Chilean politician (1909–2004)

Miguel Luis Amunátegui Johnson (24 August 1909 – 30 August 2004) was a Chilean lawyer and politician. He served as a member of the Chamber of Deputies during the legislative period 1969–1973, and was active in several political parties, including the Liberal Party, the National Party, and later National Renewal.

==Biography==
He was the son of deputy Miguel Luis Amunátegui Reyes and Josefina Johnson Gana. He studied at the Instituto Nacional and later entered the Pontifical Catholic University of Chile, graduating in Law in 1932. He married Alicia Mönckeberg Barros, with whom he had eight children.

===Political career===
He began his political activity in his university years, joining the Liberal Party. He served as president of the Liberal Youth of Santiago and later as a member of the party’s executive board.

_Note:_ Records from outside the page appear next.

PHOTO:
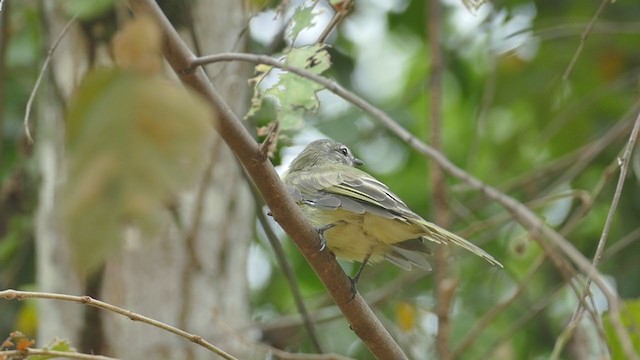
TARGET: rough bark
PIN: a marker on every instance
(192, 276)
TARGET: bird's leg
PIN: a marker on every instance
(321, 230)
(354, 280)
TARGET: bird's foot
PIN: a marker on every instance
(321, 230)
(354, 290)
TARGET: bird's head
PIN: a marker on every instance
(324, 152)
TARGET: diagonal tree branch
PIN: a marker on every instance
(360, 317)
(549, 239)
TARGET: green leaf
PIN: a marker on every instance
(133, 141)
(630, 315)
(302, 19)
(293, 96)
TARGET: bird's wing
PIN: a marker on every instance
(354, 191)
(359, 192)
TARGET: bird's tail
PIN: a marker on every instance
(439, 235)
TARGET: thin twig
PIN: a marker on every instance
(445, 285)
(20, 354)
(532, 311)
(623, 162)
(45, 65)
(477, 329)
(340, 13)
(361, 318)
(281, 257)
(10, 294)
(521, 213)
(583, 39)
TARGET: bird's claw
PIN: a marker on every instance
(354, 291)
(321, 230)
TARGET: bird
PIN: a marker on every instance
(356, 215)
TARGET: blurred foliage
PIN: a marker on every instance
(509, 119)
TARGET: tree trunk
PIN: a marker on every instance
(193, 276)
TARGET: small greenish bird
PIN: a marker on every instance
(357, 216)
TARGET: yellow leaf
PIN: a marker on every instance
(134, 140)
(138, 46)
(406, 316)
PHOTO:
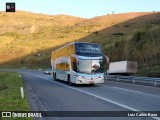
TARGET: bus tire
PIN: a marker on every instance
(69, 80)
(55, 78)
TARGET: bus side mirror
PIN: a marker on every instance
(107, 59)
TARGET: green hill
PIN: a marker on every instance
(128, 36)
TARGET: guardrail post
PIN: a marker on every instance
(155, 83)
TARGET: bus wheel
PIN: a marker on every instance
(69, 80)
(55, 76)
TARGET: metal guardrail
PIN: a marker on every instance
(134, 79)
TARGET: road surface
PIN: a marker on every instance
(45, 94)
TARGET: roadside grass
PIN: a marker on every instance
(10, 96)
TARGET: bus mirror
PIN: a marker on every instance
(107, 59)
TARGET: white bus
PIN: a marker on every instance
(78, 63)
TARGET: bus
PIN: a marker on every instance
(78, 63)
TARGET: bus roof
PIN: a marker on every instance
(71, 44)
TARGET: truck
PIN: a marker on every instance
(122, 68)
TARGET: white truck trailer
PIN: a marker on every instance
(122, 68)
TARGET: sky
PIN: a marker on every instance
(84, 8)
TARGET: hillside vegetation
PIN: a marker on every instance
(27, 39)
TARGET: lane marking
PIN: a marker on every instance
(128, 90)
(91, 94)
(133, 84)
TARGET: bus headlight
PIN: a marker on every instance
(79, 76)
(100, 76)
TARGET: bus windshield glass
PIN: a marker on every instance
(88, 49)
(90, 66)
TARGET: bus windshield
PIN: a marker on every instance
(90, 66)
(88, 49)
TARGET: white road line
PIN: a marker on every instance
(132, 84)
(102, 98)
(128, 90)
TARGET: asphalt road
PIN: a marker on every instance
(45, 94)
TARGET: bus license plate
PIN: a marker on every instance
(91, 82)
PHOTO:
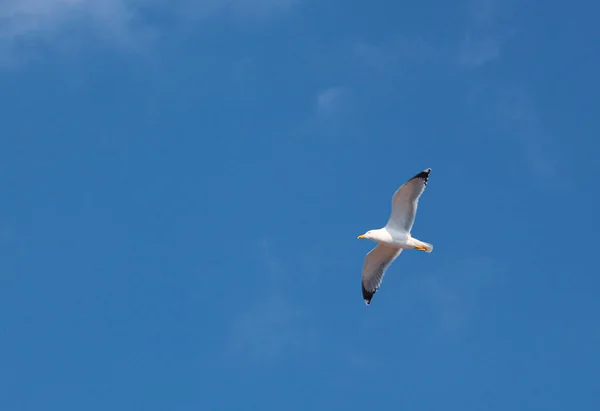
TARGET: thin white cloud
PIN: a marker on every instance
(125, 24)
(488, 28)
(273, 325)
(329, 101)
(454, 296)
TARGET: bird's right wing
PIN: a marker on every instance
(376, 262)
(405, 202)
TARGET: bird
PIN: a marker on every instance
(395, 236)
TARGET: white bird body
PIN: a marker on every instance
(395, 236)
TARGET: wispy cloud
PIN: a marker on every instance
(274, 325)
(329, 101)
(454, 296)
(518, 114)
(488, 28)
(133, 25)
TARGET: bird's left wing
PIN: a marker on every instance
(376, 262)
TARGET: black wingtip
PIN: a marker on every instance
(367, 295)
(424, 175)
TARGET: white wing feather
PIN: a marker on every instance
(376, 263)
(405, 202)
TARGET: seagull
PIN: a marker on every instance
(395, 236)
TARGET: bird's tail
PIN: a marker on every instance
(428, 247)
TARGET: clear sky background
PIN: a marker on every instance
(182, 184)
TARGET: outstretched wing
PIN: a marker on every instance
(405, 202)
(376, 262)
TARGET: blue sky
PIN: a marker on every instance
(183, 183)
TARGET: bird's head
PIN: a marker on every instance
(368, 235)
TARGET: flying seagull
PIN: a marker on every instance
(395, 236)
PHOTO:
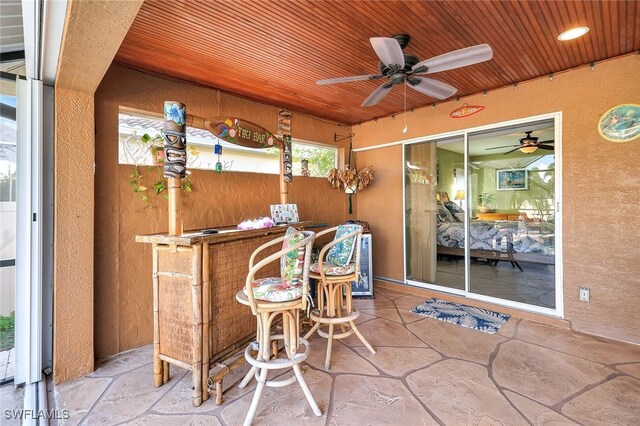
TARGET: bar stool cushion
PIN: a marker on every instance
(331, 269)
(291, 263)
(274, 289)
(341, 253)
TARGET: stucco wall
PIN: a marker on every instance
(73, 234)
(601, 183)
(123, 305)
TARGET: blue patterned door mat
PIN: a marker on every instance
(464, 315)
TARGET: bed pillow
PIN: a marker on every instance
(456, 211)
(444, 215)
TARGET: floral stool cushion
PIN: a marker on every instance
(273, 289)
(331, 269)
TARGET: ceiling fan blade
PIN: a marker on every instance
(434, 88)
(377, 95)
(456, 59)
(512, 150)
(501, 147)
(547, 147)
(388, 50)
(348, 79)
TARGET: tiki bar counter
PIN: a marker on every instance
(197, 322)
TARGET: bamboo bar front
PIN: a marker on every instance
(197, 321)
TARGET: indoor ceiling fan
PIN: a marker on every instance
(528, 144)
(399, 67)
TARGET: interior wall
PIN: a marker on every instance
(123, 304)
(600, 241)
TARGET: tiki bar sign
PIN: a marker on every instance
(242, 132)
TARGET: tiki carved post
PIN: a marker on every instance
(175, 163)
(286, 155)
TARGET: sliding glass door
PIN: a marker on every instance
(482, 216)
(512, 226)
(434, 194)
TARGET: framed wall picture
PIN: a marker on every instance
(513, 180)
(621, 123)
(364, 285)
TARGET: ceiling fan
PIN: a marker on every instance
(528, 144)
(399, 67)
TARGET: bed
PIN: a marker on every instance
(496, 239)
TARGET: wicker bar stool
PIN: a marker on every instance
(334, 272)
(270, 297)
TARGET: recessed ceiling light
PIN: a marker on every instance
(573, 33)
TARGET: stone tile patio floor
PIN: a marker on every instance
(425, 372)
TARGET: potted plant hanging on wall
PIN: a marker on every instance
(155, 146)
(350, 179)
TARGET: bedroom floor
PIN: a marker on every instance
(534, 285)
(425, 372)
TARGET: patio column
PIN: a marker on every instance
(94, 30)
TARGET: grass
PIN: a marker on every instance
(7, 331)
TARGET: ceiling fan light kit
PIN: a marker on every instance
(404, 68)
(528, 145)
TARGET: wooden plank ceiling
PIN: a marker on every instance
(274, 51)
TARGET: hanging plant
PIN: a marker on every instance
(151, 197)
(350, 180)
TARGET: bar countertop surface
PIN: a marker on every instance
(225, 233)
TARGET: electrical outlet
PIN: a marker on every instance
(584, 294)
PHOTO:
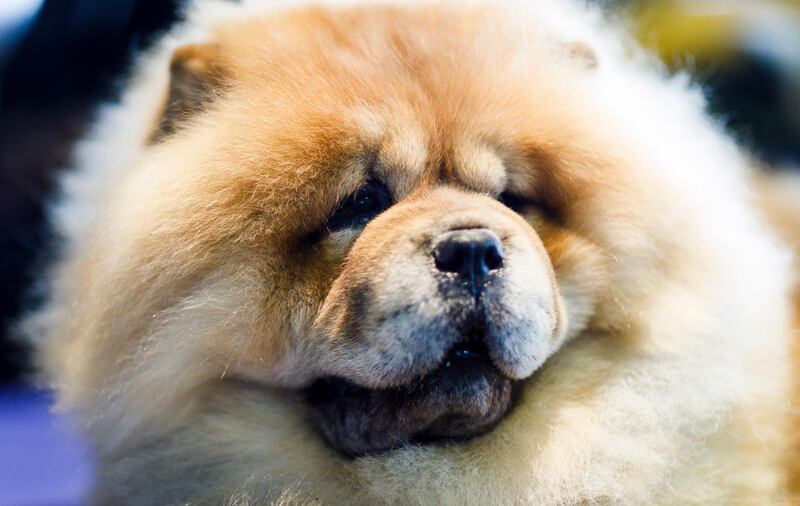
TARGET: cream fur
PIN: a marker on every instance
(694, 416)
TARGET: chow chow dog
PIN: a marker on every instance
(418, 253)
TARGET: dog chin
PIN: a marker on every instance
(464, 397)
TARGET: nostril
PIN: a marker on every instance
(448, 257)
(494, 256)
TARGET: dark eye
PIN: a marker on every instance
(358, 209)
(514, 202)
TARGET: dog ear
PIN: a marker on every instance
(196, 78)
(582, 53)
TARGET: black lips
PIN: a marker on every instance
(465, 397)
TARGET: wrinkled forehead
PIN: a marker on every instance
(320, 101)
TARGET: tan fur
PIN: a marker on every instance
(189, 304)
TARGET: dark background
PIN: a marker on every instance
(75, 49)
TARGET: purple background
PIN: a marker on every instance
(41, 462)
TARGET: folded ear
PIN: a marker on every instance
(196, 78)
(583, 53)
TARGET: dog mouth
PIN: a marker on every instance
(464, 397)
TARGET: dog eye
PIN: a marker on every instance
(514, 202)
(358, 209)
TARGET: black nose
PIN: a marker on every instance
(470, 253)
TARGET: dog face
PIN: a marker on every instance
(398, 215)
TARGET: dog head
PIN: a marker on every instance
(395, 211)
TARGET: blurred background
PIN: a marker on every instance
(59, 58)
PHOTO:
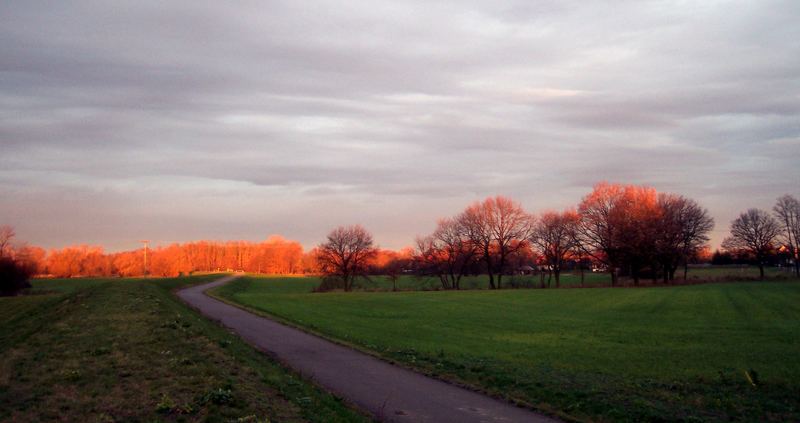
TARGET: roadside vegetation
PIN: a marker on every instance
(710, 352)
(100, 350)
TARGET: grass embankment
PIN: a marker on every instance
(701, 352)
(129, 350)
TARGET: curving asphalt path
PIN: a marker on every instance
(388, 392)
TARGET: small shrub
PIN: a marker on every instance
(165, 405)
(14, 276)
(219, 396)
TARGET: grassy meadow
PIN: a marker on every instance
(104, 350)
(711, 352)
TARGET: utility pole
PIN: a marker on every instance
(145, 242)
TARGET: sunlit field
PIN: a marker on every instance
(104, 350)
(712, 351)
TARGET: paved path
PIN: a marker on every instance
(389, 392)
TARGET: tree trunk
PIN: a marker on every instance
(796, 263)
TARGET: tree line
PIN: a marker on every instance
(630, 231)
(275, 255)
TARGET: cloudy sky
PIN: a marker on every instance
(175, 121)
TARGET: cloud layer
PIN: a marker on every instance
(124, 121)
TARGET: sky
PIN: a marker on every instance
(185, 120)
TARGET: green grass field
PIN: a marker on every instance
(95, 350)
(709, 352)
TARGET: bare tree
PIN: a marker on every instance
(600, 226)
(554, 236)
(7, 234)
(498, 227)
(787, 210)
(346, 254)
(448, 253)
(681, 232)
(754, 231)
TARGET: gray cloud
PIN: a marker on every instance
(214, 120)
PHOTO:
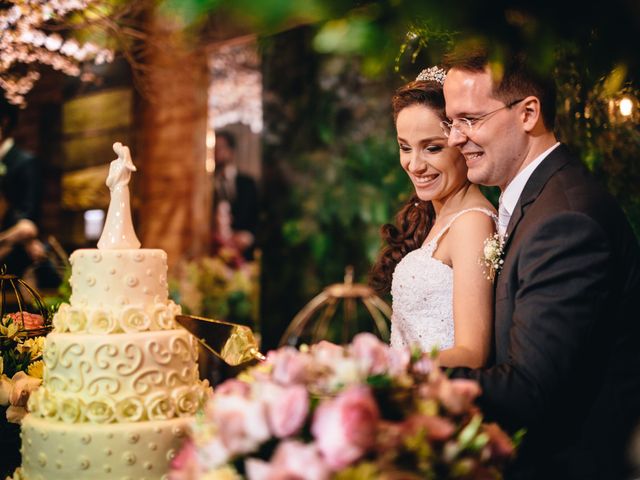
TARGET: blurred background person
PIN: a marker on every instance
(20, 187)
(239, 190)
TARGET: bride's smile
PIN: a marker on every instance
(436, 170)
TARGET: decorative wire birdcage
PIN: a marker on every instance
(12, 285)
(362, 310)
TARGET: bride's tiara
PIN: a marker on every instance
(433, 74)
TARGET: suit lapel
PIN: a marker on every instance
(541, 175)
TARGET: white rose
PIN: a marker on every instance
(129, 410)
(76, 320)
(135, 320)
(70, 410)
(43, 403)
(488, 250)
(160, 407)
(100, 411)
(186, 400)
(101, 321)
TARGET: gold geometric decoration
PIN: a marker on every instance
(338, 313)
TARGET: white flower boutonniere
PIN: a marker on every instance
(492, 255)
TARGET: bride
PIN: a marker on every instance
(431, 261)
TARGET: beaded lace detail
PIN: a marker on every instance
(422, 295)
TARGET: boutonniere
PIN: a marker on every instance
(492, 254)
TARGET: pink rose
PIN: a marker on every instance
(184, 466)
(5, 389)
(15, 414)
(289, 366)
(327, 353)
(370, 353)
(287, 408)
(233, 387)
(28, 321)
(23, 386)
(291, 460)
(437, 428)
(242, 423)
(345, 427)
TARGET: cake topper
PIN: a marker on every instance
(118, 232)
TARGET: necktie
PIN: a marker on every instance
(503, 218)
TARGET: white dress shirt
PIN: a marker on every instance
(510, 196)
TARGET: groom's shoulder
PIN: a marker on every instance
(572, 188)
(576, 187)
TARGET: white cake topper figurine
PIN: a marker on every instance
(118, 232)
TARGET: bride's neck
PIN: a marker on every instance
(451, 203)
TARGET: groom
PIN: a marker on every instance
(567, 300)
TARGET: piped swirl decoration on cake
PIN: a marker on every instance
(121, 382)
(131, 377)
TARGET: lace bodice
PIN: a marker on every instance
(422, 295)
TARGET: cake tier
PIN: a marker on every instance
(112, 279)
(153, 316)
(136, 451)
(119, 378)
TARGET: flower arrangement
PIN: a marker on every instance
(21, 366)
(362, 411)
(222, 287)
(492, 254)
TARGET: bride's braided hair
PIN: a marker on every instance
(415, 218)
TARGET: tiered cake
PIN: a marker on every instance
(121, 381)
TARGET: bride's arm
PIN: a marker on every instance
(472, 292)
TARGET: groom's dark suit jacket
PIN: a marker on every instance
(567, 328)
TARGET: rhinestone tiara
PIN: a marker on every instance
(433, 74)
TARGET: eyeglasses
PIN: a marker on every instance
(465, 125)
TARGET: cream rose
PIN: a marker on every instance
(163, 316)
(100, 411)
(186, 400)
(130, 410)
(76, 320)
(70, 410)
(160, 407)
(101, 321)
(60, 318)
(135, 320)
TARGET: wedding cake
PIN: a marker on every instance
(121, 381)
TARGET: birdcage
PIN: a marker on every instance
(17, 297)
(338, 313)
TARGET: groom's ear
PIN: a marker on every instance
(530, 114)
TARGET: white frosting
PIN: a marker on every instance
(119, 378)
(52, 450)
(154, 316)
(114, 280)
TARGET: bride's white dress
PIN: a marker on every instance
(422, 296)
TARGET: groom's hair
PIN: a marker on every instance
(513, 78)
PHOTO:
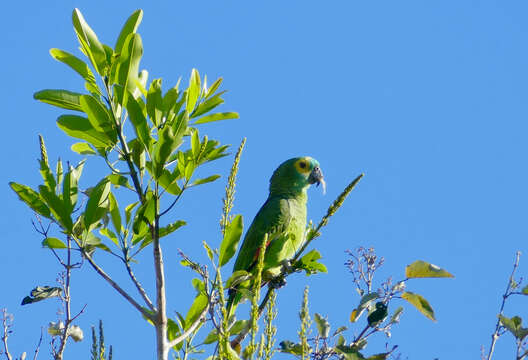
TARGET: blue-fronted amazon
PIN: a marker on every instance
(282, 217)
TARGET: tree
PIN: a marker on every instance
(148, 156)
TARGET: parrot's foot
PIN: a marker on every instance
(278, 282)
(286, 266)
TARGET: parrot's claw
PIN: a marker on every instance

In the 1945 election, he was elected deputy for the 7th Departmental Group (Santiago Second District), serving until 1949. He was reelected for the 1949–1953 term. In Congress, he participated in the Commissions of Public Education; Labor and Social Legislation; Constitution, Legislation and Justice; and Foreign Affairs.

Between 1954 and 1961 he was secretary general of the Liberal Party. Later, he resigned and joined the Frente Nacional Chileno. In 1966 he became one of the founders of the National Party. In the 1969 election, he was again elected deputy, serving until the dissolution of Congress in 1973.

In 1987, during the return to democracy, he co-founded National Renewal.

He died in Santiago on 30 August 2004 at the age of 95. Shortly after, he received a posthumous tribute in the Senate of Chile.